A randomized, phase II study (NCT01349972), compared alvocidib, a CDK9 inhibitor, followed by cytarabine and mitoxantrone (FLAM) versus cytarabine and daunorubicin (7+3) in newly diagnosed patients with acute myeloid leukemia (AML) with non-favorable risk cytogenetics. The primary endpoint of the study was complete remission (CR).

Previously published data from this study demonstrated that despite significantly higher CR rates in patients in the FLAM arm, there was no difference in the overall survival (OS) and event-free survival (EFS) with a median follow-up of 811 days (1–1217 days) between both arms. The final results of this study with a longer follow-up were reported in a Letter to the Editor of Leukemia Research by Joshua F. Zeidner from The Johns Hopkins Hospital, Sidney Kimmel Comprehensive Cancer Center, Baltimore, US, and colleagues.

Between May 25, 2011 and July 26, 2014, 165 patients (median age = 59 years, range: 19–70) were enrolled and randomized 2:1 to receive either FLAM (n = 109) or 7+3 (n = 56). The final data lock was November 21, 2017.  

Key findings:

• Median follow-up: 1,644 days (range, 1–2203 days)
• Overall, 70% (76/109) of patients in the FLAM arm and 70% (39/56) of patients in the 7+3 arm died
• Survival in the FLAM and 7 +3 arm respectively:
  • 5-year OS rates: 28% (95% CI, 21–39%) vs 26% (95% CI, 16–43%), HR = 1.15 (0.78–1.69), P = 0.5
  • 5-year event-free-survival: 19% (95% CI, 10%–35%) and 26% (95% CI,14%–48%), HR = 0.75 (0.5–1.14), P = 0.18
  • OS in patients aged < 50 years: 56% (95% CI, 40–78%) vs 36% (95% CI, 18–72%)

In summary, the long-term follow-up of this phase II randomized study demonstrates that FLAM leads to higher CR rates compared to 7 + 3 induction in patients with newly diagnosed AML patients. However, there were no significant differences seen in OS or EFS between both arms.

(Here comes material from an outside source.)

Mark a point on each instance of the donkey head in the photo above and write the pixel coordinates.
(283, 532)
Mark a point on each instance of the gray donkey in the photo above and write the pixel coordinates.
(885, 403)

The researchers concluded that despite the lack of improvement in OS for FLAM when compared with 7 + 3, these findings corroborate “alvocidib’s activity in AML and support further development.” Ongoing trials of alvocidib will provide further direction for its role in the current treatment armamentarium for AML.”